Mutterschaftsurlaub bei Mehrlingsschwangerschaften verlängern
Abstimmungsfrage
Soll der Mutterschafts-Urlaub bei Mehrlingsschwangerschaften verlängert werden?
In den letzten Jahren sind Mehrlingsschwangerschaften deutlich häufiger geworden; in den vergangenen drei Jahrzehnten hat sich ihre Anzahl sogar verdoppelt. Das internationale Übereinkommen zum Mutterschutz, das die Schweiz 2014 ratifiziert hat, empfiehlt bei Mehrlingsgeburten eine längere Schutzfrist. Die Schweiz hält bislang jedoch nur den minimalen Mutterschaftsurlaub ein und hat die zusätzlichen Empfehlungen nicht übernommen.
Diesen Nachteil für Frauen mit Mehrlingsschwangerschaften soll beseitigt werden. Der heutige gesetzliche Anspruch umfasst nur 14 Wochen Mutterschaftsurlaub, obwohl Mehrlingsschwangerschaften und -geburten oft komplizierter verlaufen und die erste Zeit zu Hause deutlich arbeitsintensiver ist. Da die Betreuung von Neugeborenen eine gemeinsame Aufgabe der Eltern ist, liegt es nahe, auch den Vaterschaftsurlaub für solche Fälle zu verlängern.

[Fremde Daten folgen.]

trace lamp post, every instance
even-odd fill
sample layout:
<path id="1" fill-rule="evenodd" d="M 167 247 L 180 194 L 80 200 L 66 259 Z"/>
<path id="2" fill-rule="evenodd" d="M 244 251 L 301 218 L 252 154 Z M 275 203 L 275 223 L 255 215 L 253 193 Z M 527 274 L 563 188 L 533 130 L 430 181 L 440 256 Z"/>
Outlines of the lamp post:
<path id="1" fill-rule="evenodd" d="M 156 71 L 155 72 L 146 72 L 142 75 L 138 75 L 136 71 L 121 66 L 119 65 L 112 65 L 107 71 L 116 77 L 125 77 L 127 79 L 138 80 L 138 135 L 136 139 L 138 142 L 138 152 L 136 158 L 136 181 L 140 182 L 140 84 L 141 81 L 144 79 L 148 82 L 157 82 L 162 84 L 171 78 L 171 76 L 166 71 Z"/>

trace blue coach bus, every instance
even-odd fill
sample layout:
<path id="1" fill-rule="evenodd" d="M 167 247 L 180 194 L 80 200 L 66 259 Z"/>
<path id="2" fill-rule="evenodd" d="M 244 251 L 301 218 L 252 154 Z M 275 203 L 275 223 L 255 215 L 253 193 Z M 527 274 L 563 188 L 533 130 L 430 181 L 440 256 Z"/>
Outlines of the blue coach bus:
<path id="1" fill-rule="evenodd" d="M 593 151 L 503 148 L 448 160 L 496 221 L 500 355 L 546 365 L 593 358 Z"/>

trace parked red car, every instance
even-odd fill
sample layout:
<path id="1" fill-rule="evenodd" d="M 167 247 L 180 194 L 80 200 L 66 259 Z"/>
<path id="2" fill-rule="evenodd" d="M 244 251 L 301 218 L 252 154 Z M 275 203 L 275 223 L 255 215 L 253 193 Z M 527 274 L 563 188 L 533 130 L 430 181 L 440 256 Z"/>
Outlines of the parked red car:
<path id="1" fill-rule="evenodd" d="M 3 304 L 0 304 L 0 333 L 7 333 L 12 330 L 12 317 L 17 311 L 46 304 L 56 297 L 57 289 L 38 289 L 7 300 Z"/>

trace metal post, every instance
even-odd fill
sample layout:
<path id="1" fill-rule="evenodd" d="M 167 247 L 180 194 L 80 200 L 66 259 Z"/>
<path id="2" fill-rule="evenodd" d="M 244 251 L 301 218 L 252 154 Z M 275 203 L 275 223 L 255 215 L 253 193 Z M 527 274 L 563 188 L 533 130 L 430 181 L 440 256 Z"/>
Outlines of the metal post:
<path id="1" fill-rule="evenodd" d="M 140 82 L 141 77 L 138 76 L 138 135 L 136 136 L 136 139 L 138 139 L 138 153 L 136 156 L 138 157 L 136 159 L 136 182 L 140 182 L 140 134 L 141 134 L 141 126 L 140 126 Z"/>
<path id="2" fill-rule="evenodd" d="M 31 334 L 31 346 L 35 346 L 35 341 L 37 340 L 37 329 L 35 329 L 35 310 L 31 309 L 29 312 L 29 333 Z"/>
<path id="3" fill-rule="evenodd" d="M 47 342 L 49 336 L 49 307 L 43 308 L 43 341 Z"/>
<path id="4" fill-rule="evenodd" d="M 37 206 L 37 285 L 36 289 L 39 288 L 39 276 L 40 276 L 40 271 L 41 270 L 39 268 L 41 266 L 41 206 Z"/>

Der Bundesrat anerkennt, dass Mehrlingsschwangerschaften meist belastender und risikoreicher sind und häufiger Frühgeburten mit längeren Spitalaufenthalten mit sich bringen. Solche Situationen seien aber bereits durch die Versicherung abgedeckt. Deshalb hält der Bundesrat eine spezifische Verlängerung des Mutterschafts- und Vaterschaftsurlaubs bei Mehrlingsgeburten nicht für notwendig. Er befürchtet ausserdem eine mögliche ungerechtfertigte Ungleichbehandlung gegenüber anderen belastenden Fällen in den ersten Monaten nach der Geburt, zum Beispiel bei Kindern mit schweren Geburtsgebrechen. Zudem weist er darauf hin, dass in den letzten Jahren bereits neue Leistungen eingeführt wurden, etwa seit 2021 die Vaterschaftsentschädigung sowie Betreuungs- und Adoptionsentschädigungen.

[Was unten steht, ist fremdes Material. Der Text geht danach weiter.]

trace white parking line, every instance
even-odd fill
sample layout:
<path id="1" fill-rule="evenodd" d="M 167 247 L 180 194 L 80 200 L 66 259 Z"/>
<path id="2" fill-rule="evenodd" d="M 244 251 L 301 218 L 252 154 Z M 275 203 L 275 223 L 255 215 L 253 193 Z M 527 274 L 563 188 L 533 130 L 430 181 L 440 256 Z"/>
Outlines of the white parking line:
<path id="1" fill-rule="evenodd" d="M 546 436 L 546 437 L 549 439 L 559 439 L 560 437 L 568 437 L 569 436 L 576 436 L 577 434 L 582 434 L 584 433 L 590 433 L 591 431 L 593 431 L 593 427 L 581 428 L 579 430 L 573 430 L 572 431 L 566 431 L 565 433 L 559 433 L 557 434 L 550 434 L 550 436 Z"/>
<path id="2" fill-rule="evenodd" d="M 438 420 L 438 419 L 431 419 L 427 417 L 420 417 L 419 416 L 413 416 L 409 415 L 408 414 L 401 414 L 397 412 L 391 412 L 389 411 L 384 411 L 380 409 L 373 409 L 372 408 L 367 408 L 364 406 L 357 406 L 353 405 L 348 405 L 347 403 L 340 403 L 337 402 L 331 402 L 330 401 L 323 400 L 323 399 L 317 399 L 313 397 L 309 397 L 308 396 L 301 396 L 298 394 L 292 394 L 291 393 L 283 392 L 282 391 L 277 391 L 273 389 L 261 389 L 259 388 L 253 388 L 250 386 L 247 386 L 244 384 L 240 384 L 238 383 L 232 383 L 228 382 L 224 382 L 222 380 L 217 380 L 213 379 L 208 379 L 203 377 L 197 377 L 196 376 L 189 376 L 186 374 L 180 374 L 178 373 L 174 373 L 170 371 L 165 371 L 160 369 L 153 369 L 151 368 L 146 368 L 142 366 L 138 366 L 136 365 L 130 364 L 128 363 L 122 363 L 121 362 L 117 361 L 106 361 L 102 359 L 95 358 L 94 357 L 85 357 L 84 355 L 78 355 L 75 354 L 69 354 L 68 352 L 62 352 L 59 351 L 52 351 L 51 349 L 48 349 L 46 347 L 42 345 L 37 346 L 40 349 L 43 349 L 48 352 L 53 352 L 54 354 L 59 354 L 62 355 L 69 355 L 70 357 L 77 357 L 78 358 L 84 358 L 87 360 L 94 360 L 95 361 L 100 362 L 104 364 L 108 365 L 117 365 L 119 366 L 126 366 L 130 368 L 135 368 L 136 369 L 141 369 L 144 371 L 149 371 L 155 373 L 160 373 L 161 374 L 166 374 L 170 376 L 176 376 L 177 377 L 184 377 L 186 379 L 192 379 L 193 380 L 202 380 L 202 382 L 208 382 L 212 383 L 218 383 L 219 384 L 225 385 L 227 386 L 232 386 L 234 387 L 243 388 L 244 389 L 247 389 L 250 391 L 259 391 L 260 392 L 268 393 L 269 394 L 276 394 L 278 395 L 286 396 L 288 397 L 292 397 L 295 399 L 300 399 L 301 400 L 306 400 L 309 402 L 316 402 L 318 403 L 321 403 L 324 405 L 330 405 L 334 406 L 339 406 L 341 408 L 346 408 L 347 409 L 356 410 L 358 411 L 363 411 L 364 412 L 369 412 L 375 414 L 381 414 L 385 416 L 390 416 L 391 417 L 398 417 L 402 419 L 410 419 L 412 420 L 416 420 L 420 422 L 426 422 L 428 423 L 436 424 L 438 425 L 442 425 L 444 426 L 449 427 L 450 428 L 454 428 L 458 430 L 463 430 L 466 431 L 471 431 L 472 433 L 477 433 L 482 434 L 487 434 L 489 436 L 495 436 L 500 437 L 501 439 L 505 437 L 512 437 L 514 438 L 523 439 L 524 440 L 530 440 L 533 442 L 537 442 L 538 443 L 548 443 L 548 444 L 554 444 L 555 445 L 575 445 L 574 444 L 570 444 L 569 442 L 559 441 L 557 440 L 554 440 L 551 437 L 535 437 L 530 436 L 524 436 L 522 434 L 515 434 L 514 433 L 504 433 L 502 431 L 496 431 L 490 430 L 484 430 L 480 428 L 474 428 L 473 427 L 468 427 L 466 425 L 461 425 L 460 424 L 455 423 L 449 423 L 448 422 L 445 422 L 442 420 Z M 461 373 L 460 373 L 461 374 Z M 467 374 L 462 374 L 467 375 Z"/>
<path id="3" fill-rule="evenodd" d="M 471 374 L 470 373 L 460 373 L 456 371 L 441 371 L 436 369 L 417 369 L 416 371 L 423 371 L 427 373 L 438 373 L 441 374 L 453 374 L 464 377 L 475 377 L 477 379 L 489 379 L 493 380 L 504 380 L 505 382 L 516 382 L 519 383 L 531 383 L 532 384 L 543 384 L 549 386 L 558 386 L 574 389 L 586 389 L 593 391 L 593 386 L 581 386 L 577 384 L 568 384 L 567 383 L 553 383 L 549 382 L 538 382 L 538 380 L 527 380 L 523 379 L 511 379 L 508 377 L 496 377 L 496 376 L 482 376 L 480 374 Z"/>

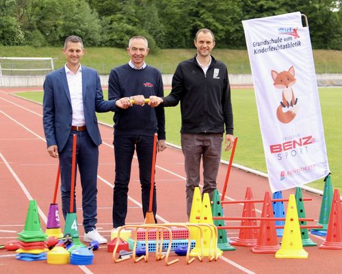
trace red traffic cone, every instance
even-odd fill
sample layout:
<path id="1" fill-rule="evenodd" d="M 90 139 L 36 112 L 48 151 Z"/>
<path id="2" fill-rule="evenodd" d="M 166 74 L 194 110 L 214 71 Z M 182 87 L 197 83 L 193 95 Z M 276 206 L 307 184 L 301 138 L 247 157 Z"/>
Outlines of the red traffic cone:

Diese Abstimmung basiert auf der Motion 23.3964 (parlament.ch) und wurde mit Hilfe künstlicher Intelligenz umformuliert.
Pro-Argumente
- Mehrlingsschwangerschaften führen oft zu Komplikationen, insbesondere im Zusammenhang mit der fast immer vorzeitigen Geburt.

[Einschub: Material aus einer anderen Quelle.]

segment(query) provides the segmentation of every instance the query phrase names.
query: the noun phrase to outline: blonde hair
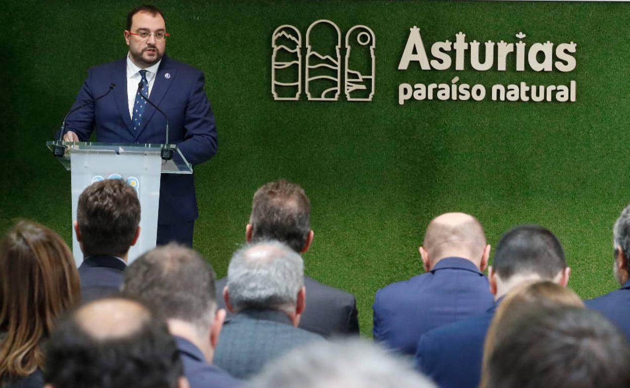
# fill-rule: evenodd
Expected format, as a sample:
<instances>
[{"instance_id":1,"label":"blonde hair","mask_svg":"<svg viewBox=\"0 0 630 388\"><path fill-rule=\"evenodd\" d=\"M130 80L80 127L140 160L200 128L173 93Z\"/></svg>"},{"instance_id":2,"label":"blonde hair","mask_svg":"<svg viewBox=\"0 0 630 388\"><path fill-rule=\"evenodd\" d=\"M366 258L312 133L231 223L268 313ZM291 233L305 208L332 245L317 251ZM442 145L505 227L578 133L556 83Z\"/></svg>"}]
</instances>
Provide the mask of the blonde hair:
<instances>
[{"instance_id":1,"label":"blonde hair","mask_svg":"<svg viewBox=\"0 0 630 388\"><path fill-rule=\"evenodd\" d=\"M72 252L45 226L21 221L0 241L0 381L42 367L42 342L78 302Z\"/></svg>"},{"instance_id":2,"label":"blonde hair","mask_svg":"<svg viewBox=\"0 0 630 388\"><path fill-rule=\"evenodd\" d=\"M518 318L536 308L563 306L583 308L584 302L572 290L549 280L528 282L508 292L496 309L486 335L479 388L485 388L488 384L486 370L493 351Z\"/></svg>"}]
</instances>

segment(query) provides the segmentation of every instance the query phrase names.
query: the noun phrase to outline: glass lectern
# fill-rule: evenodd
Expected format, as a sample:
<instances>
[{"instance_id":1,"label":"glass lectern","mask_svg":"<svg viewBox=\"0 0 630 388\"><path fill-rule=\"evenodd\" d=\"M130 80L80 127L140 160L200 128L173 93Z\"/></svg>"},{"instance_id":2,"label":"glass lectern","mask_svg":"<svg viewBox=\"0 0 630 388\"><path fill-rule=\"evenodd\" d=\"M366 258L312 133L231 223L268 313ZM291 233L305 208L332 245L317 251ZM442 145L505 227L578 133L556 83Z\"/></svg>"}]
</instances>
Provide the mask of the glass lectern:
<instances>
[{"instance_id":1,"label":"glass lectern","mask_svg":"<svg viewBox=\"0 0 630 388\"><path fill-rule=\"evenodd\" d=\"M57 141L47 141L51 150ZM58 158L71 172L72 220L76 219L79 196L94 182L108 179L123 179L134 187L140 199L141 216L140 237L129 250L128 263L156 246L158 235L158 209L159 206L160 175L192 174L192 166L174 145L173 157L163 160L161 144L118 144L82 141L62 141L66 153ZM72 221L71 221L72 222ZM72 253L77 266L83 255L72 228Z\"/></svg>"}]
</instances>

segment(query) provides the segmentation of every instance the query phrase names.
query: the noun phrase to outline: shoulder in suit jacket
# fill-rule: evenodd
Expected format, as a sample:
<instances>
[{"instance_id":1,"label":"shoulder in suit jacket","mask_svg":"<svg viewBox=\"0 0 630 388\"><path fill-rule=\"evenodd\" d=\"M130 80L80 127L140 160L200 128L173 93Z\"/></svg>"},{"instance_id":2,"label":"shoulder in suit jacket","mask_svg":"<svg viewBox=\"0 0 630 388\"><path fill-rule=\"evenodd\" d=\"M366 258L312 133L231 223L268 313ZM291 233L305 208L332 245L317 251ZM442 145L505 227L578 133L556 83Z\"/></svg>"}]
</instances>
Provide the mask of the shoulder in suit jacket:
<instances>
[{"instance_id":1,"label":"shoulder in suit jacket","mask_svg":"<svg viewBox=\"0 0 630 388\"><path fill-rule=\"evenodd\" d=\"M87 141L96 130L96 141L104 143L163 143L166 121L147 104L137 131L129 114L127 92L127 59L89 69L72 109L114 89L94 104L73 113L66 130ZM162 57L149 99L168 116L169 142L176 144L188 162L196 165L217 152L214 116L204 89L203 74L164 55ZM193 175L162 174L158 223L192 221L198 215Z\"/></svg>"},{"instance_id":2,"label":"shoulder in suit jacket","mask_svg":"<svg viewBox=\"0 0 630 388\"><path fill-rule=\"evenodd\" d=\"M584 303L616 324L630 340L630 280L618 290L585 301Z\"/></svg>"},{"instance_id":3,"label":"shoulder in suit jacket","mask_svg":"<svg viewBox=\"0 0 630 388\"><path fill-rule=\"evenodd\" d=\"M127 265L113 256L90 256L79 266L81 301L84 302L115 294L122 284Z\"/></svg>"},{"instance_id":4,"label":"shoulder in suit jacket","mask_svg":"<svg viewBox=\"0 0 630 388\"><path fill-rule=\"evenodd\" d=\"M223 288L227 277L215 282L219 308L226 308ZM304 275L306 308L300 319L299 328L324 337L332 335L358 335L358 318L354 296ZM228 312L227 321L232 314Z\"/></svg>"},{"instance_id":5,"label":"shoulder in suit jacket","mask_svg":"<svg viewBox=\"0 0 630 388\"><path fill-rule=\"evenodd\" d=\"M477 388L486 333L496 305L485 313L425 333L418 343L418 369L440 388Z\"/></svg>"},{"instance_id":6,"label":"shoulder in suit jacket","mask_svg":"<svg viewBox=\"0 0 630 388\"><path fill-rule=\"evenodd\" d=\"M215 365L239 379L249 379L292 349L323 337L294 327L273 310L246 310L224 324L214 352Z\"/></svg>"},{"instance_id":7,"label":"shoulder in suit jacket","mask_svg":"<svg viewBox=\"0 0 630 388\"><path fill-rule=\"evenodd\" d=\"M482 314L493 304L488 278L477 266L447 257L426 274L377 291L372 334L375 341L413 355L425 333Z\"/></svg>"},{"instance_id":8,"label":"shoulder in suit jacket","mask_svg":"<svg viewBox=\"0 0 630 388\"><path fill-rule=\"evenodd\" d=\"M243 381L209 363L203 353L192 342L183 337L173 336L190 388L236 388L244 385Z\"/></svg>"}]
</instances>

- Eine Mehrlingsschwangerschaft bedeutet nach der Geburt auch mehr Betreuungsarbeit für die Eltern.
Kontra-Argumente
- Seit 2021 wird der Mutterschaftsurlaub bei einer Hospitalisierung des Neugeborenen um bis zu acht zusätzlichen Wochen verlängert.
- Es gibt schon diverse zusätzliche Leistungen im Bereich der Kinderbetreuung nach der Geburt, weshalb keine Sonderbehandlung für Mehrlingsschwangerschaften eingeführt werden soll.
Abstimmungsfrage: Soll der Mutterschafts-Urlaub bei Mehrlingsschwangerschaften verlängert werden?
Argumente
Pro
-
Ja, sowohl der Mutterschafts- als auch der Vaterschafts-Urlaub soll bei Mehrlingsschwangerschaften verlängert werden.
-
Ja, der Mutterschafts-Urlaub soll bei Mehrlingsschwangerschaften verlängert werden.